Conclusion

Conclusion

 
Si les berges de la Seine et de la Marne à Alfortville offrent en premier lieu une impression de désaffection sociale et culturelle, des initiatives récentes tentent de « créer du lien avec le fleuve ». Les différents épisodes de crues dévastatrices ont fortement marqué l’identité alfortvillaise, construite en opposition avec la Seine, et peuvent en partie expliquer le désintérêt des habitants pour les berges, considérées comme des espaces-tampons bien plus que comme des lieux de vie. Les nouvelles logiques de revalorisation des berges diffèrent selon les acteurs, se heurtent à des contraintes et des incertitudes mais l’objectif commun, la « mise en valeur » des berges, représente un changement majeur dans la conception du rapport entre la ville et le fleuve. Il s’agit pour les Alfortvillais de franchir la distance physique et symbolique qui les sépare de la Seine et de renouer volontairement le lien avec le fleuve en cherchant sa proximité comme un atout et non en lui tournant le dos pour fuir les risques qu’il représente.

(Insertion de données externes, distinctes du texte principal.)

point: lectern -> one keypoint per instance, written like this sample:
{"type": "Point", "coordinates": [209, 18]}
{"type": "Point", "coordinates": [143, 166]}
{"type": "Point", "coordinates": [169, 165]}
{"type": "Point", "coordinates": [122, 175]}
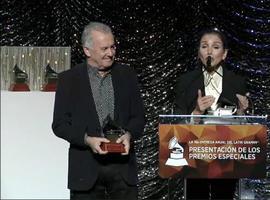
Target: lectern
{"type": "Point", "coordinates": [206, 146]}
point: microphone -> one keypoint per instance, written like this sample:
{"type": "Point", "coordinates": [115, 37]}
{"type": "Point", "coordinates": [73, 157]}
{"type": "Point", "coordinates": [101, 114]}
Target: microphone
{"type": "Point", "coordinates": [251, 104]}
{"type": "Point", "coordinates": [208, 63]}
{"type": "Point", "coordinates": [210, 68]}
{"type": "Point", "coordinates": [226, 102]}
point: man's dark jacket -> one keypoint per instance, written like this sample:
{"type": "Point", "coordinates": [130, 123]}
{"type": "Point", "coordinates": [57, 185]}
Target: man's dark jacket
{"type": "Point", "coordinates": [75, 115]}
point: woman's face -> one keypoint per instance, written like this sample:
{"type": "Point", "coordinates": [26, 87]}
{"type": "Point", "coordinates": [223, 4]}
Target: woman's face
{"type": "Point", "coordinates": [211, 45]}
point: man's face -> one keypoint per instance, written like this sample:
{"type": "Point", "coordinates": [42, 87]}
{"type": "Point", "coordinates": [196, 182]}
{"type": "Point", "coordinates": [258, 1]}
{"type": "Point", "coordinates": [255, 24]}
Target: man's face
{"type": "Point", "coordinates": [102, 52]}
{"type": "Point", "coordinates": [211, 45]}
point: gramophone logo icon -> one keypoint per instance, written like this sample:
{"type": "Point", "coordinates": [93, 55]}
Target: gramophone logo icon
{"type": "Point", "coordinates": [176, 154]}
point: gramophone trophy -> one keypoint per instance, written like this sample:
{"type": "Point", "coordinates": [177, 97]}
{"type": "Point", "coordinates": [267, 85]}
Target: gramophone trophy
{"type": "Point", "coordinates": [51, 78]}
{"type": "Point", "coordinates": [20, 79]}
{"type": "Point", "coordinates": [112, 132]}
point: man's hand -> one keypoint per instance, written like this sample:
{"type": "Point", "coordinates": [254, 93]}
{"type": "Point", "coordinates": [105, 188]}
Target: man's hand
{"type": "Point", "coordinates": [95, 142]}
{"type": "Point", "coordinates": [125, 140]}
{"type": "Point", "coordinates": [203, 102]}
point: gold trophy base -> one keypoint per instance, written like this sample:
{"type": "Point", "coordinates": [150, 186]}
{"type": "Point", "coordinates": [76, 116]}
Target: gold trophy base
{"type": "Point", "coordinates": [113, 147]}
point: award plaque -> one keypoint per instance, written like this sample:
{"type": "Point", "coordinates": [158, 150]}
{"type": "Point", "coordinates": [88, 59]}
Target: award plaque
{"type": "Point", "coordinates": [51, 78]}
{"type": "Point", "coordinates": [20, 79]}
{"type": "Point", "coordinates": [112, 146]}
{"type": "Point", "coordinates": [112, 132]}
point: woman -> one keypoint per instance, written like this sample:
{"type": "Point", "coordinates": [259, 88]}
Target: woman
{"type": "Point", "coordinates": [204, 90]}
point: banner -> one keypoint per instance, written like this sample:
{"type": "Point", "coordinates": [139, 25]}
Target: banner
{"type": "Point", "coordinates": [212, 151]}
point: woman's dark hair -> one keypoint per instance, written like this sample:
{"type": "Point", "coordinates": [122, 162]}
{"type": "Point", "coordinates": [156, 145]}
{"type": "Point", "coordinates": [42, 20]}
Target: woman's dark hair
{"type": "Point", "coordinates": [213, 31]}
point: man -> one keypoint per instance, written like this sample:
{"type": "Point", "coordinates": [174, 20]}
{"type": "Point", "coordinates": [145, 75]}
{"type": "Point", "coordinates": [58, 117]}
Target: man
{"type": "Point", "coordinates": [86, 95]}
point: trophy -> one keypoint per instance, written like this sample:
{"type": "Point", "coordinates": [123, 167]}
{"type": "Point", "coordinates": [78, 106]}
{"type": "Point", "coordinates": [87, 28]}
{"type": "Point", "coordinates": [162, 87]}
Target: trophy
{"type": "Point", "coordinates": [51, 78]}
{"type": "Point", "coordinates": [112, 132]}
{"type": "Point", "coordinates": [20, 79]}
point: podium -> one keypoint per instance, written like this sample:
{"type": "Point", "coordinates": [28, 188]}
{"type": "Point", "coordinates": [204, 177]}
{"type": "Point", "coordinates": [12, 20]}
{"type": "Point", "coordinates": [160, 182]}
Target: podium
{"type": "Point", "coordinates": [206, 146]}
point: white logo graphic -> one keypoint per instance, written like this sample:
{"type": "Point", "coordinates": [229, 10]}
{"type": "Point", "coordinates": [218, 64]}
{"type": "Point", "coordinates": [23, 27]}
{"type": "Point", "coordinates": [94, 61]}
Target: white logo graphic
{"type": "Point", "coordinates": [177, 154]}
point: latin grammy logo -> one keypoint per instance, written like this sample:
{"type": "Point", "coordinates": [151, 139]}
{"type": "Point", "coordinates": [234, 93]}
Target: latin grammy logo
{"type": "Point", "coordinates": [176, 154]}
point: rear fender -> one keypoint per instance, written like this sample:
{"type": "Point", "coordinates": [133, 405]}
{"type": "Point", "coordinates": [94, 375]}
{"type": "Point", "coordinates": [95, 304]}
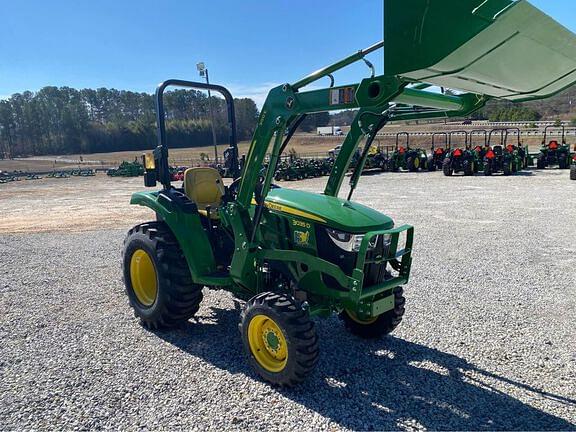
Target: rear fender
{"type": "Point", "coordinates": [184, 221]}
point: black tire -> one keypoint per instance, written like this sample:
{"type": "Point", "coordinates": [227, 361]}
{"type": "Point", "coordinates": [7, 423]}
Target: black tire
{"type": "Point", "coordinates": [468, 168]}
{"type": "Point", "coordinates": [507, 168]}
{"type": "Point", "coordinates": [447, 167]}
{"type": "Point", "coordinates": [541, 162]}
{"type": "Point", "coordinates": [298, 330]}
{"type": "Point", "coordinates": [563, 162]}
{"type": "Point", "coordinates": [177, 298]}
{"type": "Point", "coordinates": [383, 325]}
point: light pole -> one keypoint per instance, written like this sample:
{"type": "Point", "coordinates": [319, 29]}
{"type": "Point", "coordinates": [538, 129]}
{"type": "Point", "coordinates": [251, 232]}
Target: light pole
{"type": "Point", "coordinates": [203, 71]}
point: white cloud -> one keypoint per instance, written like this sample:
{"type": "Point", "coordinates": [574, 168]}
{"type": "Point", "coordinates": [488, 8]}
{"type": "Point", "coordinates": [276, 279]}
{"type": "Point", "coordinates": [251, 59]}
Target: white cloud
{"type": "Point", "coordinates": [256, 92]}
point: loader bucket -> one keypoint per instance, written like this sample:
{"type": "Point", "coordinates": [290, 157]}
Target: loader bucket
{"type": "Point", "coordinates": [500, 48]}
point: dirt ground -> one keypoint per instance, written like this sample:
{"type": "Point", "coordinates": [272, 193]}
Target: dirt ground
{"type": "Point", "coordinates": [70, 204]}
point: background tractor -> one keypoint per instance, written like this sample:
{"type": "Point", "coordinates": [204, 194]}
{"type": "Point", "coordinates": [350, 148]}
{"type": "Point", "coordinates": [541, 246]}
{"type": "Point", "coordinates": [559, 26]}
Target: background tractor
{"type": "Point", "coordinates": [290, 256]}
{"type": "Point", "coordinates": [501, 157]}
{"type": "Point", "coordinates": [459, 158]}
{"type": "Point", "coordinates": [519, 151]}
{"type": "Point", "coordinates": [479, 149]}
{"type": "Point", "coordinates": [407, 158]}
{"type": "Point", "coordinates": [437, 153]}
{"type": "Point", "coordinates": [553, 152]}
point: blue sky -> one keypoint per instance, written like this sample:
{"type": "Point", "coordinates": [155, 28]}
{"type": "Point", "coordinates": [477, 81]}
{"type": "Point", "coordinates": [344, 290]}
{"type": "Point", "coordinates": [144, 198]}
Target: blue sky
{"type": "Point", "coordinates": [248, 45]}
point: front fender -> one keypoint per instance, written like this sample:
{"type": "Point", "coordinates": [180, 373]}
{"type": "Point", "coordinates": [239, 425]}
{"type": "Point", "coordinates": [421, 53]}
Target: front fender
{"type": "Point", "coordinates": [188, 230]}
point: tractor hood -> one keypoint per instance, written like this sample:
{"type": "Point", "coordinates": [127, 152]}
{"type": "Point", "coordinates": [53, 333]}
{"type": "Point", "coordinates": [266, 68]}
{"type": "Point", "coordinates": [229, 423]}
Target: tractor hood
{"type": "Point", "coordinates": [330, 211]}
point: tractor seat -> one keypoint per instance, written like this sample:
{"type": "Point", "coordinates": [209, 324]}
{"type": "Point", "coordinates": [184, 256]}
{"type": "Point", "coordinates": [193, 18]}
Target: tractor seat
{"type": "Point", "coordinates": [204, 187]}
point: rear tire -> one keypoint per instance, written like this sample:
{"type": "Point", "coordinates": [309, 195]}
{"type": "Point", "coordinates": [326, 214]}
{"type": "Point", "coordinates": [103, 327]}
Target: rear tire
{"type": "Point", "coordinates": [541, 162]}
{"type": "Point", "coordinates": [507, 168]}
{"type": "Point", "coordinates": [447, 167]}
{"type": "Point", "coordinates": [279, 339]}
{"type": "Point", "coordinates": [164, 296]}
{"type": "Point", "coordinates": [384, 324]}
{"type": "Point", "coordinates": [468, 168]}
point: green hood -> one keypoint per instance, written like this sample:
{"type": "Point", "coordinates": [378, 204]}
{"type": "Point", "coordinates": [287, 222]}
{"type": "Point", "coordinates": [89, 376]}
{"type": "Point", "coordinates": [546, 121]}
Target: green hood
{"type": "Point", "coordinates": [327, 210]}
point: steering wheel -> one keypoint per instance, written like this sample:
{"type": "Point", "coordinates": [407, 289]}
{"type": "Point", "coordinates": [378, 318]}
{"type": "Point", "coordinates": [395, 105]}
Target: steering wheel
{"type": "Point", "coordinates": [232, 190]}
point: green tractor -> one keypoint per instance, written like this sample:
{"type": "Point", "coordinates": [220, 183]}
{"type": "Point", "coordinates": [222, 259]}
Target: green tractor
{"type": "Point", "coordinates": [459, 158]}
{"type": "Point", "coordinates": [438, 154]}
{"type": "Point", "coordinates": [553, 152]}
{"type": "Point", "coordinates": [479, 149]}
{"type": "Point", "coordinates": [521, 157]}
{"type": "Point", "coordinates": [407, 158]}
{"type": "Point", "coordinates": [293, 256]}
{"type": "Point", "coordinates": [502, 157]}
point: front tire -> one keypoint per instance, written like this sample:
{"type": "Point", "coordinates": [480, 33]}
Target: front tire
{"type": "Point", "coordinates": [468, 168]}
{"type": "Point", "coordinates": [413, 164]}
{"type": "Point", "coordinates": [541, 162]}
{"type": "Point", "coordinates": [157, 279]}
{"type": "Point", "coordinates": [447, 167]}
{"type": "Point", "coordinates": [382, 325]}
{"type": "Point", "coordinates": [279, 339]}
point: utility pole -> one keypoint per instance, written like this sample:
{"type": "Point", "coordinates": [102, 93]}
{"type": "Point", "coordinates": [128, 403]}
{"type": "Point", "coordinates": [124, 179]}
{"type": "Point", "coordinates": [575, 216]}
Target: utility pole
{"type": "Point", "coordinates": [203, 71]}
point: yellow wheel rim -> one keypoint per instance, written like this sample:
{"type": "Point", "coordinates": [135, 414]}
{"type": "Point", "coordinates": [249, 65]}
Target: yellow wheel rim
{"type": "Point", "coordinates": [267, 343]}
{"type": "Point", "coordinates": [355, 318]}
{"type": "Point", "coordinates": [143, 277]}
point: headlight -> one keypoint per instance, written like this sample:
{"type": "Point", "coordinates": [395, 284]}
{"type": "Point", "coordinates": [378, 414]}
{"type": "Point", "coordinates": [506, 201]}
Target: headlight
{"type": "Point", "coordinates": [350, 242]}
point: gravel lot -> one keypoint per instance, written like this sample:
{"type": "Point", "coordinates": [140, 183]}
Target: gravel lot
{"type": "Point", "coordinates": [487, 343]}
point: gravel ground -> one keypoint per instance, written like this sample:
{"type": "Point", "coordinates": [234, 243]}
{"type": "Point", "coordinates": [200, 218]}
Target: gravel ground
{"type": "Point", "coordinates": [487, 343]}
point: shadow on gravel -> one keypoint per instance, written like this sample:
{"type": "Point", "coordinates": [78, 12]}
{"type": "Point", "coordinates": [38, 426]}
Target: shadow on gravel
{"type": "Point", "coordinates": [383, 385]}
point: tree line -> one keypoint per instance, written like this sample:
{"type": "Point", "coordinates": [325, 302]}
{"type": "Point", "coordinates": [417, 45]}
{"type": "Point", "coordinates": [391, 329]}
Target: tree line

La tendance actuelle de revalorisation ponctuelle des berges de Seine semblerait conduire à leur gentrification progressive. Séduites par le faible coût de l’immobilier à Alfortville et un discours mettant en exergue les atouts naturels de la commune contribuant à la qualité du cadre de vie, des catégories sociales relativement aisées, travaillant à Paris, sont venues s’installer dans certains quartiers nouvellement construits en bord de Seine. La transition de la désaffection à la gentrification des berges de la Seine et de la Marne à Alfortville est encore en cours de réalisation. Force est toutefois de constater que la transformation radicale des représentations des berges par les différents acteurs est, quant à elle, bien effective : d’espaces rejetés, mis à distance, elles sont devenues de nouvelles centralités, des espaces recherchés et valorisés, économiquement comme symboliquement.